Lorne Benson

Profile
- Position: Fullback

Personal information
- Born: September 16, 1930 Winnipeg, Manitoba, Canada
- Died: April 3, 2012 (aged 81) Innisfail, Alberta, Canada

Career information
- College: none - Weston Wildcats (Jr.)

Career history
- 1951–1955: Winnipeg Blue Bombers

Awards and highlights
- Dr. Beattie Martin Trophy (1952);

= Lorne Benson =

Canadian football player (1930–2012)

Lorne "Boom Boom" Benson (September 16, 1930 - April 3, 2012) was a fullback who played in the Canadian Football League for the Winnipeg Blue Bombers from 1951 to 1955.

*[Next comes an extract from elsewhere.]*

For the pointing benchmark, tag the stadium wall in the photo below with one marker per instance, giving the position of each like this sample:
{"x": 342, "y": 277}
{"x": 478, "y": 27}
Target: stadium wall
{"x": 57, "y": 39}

Benson first played in 1951, but nonetheless won the Dr. Beattie Martin Trophy for Canadian rookie of the year in the west in 1952 on the strength of his 491 rushing yards. He rushed for a career-high 561 yards in 1953 and finished, after 5 years with the Blue Bombers, with 1671 rushing yards and 31 pass receptions, for 11 TDs.

He holds the CFL record for most points in a playoff game with 30 and most touchdowns in a playoff game with six. Both records were set on Oct. 28, 1953 against Saskatchewan.

Benson died April 3, 2012, at the age of 81.